For the Segal Centre, a Jewish community institution with a $5 million annual budget and a 300-seat theater, Duddy’s world premiere represents a major coup. “It’s huge for us,” said Lisa Rubin, the Segal’s executive director. The Segal scored the production through a Richler-worthy story of coincidences, chance encounters, and old-fashioned schmoozing in the Canadian show-business universe. One of the threads involved Rubin’s husband, actor Elan Kunin, who starred in a 1987 Yiddish “Duddy Kravitz” musical at Montreal’s Saidye Bronfman Centre, the Segal’s predecessor.
The musical’s return to the place of Duddy’s birth has huge symbolic weight, Rubin said. “When Duddy sings ‘I’m leaving St. Urbain Street,’ a chunk of the audience will have a piece of their history revealed on the stage every night,” she said. “It’s personal. That area and time period is where everybody in the Jewish community got their start. And everyone has a personal connection to the success of Mordecai Richler as a writer. When your city gets put on the cultural map, you feel tremendous pride — even if the main character’s flawed, and can be despicable and ruthless.”
“The Apprenticeship of Duddy Kravitz” was published in 1959, when Richler was just 28. A kind of Yiddish-inflected, Technicolor picaresque, the novel brought to life tensions and dreams of a generation of Jewish immigrants in what was then Montreal’s downtown ghetto. It also gave rare voice to newcomers who struggled to navigate hostilities from the era’s non-Jewish Anglophone establishment on one side, and its repressed Francophone minority on the other. Ted Kotcheff’s beloved 1974 film starred a baby-faced Richard Dreyfuss as Duddy.

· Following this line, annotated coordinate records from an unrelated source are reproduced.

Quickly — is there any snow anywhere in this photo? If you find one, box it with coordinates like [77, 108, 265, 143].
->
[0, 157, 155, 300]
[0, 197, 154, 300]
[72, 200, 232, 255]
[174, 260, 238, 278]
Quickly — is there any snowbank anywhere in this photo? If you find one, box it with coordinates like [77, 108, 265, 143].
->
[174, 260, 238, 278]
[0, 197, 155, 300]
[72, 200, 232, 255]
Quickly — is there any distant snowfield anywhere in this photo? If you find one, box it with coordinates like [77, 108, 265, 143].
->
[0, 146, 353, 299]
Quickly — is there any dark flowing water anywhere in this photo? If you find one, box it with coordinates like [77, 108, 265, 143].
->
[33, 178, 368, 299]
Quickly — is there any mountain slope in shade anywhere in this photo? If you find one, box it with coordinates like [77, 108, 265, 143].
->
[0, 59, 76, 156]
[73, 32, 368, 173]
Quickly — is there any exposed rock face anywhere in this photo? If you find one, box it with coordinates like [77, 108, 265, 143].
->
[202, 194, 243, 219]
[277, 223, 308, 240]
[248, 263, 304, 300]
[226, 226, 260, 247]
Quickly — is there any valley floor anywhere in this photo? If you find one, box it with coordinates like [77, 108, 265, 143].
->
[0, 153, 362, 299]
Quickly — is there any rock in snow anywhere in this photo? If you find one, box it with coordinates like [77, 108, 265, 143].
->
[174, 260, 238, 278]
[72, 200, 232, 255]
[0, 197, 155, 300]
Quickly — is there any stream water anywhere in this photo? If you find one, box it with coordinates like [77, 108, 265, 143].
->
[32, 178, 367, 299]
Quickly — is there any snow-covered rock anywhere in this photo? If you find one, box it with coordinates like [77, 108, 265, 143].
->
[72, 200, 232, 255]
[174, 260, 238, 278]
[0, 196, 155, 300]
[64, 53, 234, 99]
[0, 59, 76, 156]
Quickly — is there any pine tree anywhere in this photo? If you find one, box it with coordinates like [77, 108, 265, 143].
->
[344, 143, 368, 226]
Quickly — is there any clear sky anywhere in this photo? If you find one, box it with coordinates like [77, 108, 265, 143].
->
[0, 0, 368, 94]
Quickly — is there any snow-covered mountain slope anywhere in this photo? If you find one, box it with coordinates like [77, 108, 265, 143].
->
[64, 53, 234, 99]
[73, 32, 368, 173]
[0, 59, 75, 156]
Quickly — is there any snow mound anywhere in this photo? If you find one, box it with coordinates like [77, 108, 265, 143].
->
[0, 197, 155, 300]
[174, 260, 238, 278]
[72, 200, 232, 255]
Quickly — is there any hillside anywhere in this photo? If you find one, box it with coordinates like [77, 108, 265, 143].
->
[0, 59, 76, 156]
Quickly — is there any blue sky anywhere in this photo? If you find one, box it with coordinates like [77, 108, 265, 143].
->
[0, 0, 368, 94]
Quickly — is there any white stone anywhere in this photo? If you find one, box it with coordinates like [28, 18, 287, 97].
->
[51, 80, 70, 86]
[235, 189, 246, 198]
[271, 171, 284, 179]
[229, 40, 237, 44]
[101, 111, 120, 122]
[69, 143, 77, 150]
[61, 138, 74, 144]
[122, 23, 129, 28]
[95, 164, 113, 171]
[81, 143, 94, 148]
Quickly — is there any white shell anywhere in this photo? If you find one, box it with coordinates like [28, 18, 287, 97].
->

“I revisited the film to refresh my palate,” librettist Spencer told the Forward by email from Montreal, where he was overseeing final rehearsals. “I was immediately grabbed by the main title sequence — a brilliant montage, but too cinematic to consider approximating. It left me with the notion that I needed the theatrical equivalent of a camera for quick cuts, perspective and speed. That’s how Max, Duddy’s father, became our narrator. Max is my camera.” The all-Canadian, 14-member cast features Stratford Shakespeare Festival regular Ken James Stewart in the title role.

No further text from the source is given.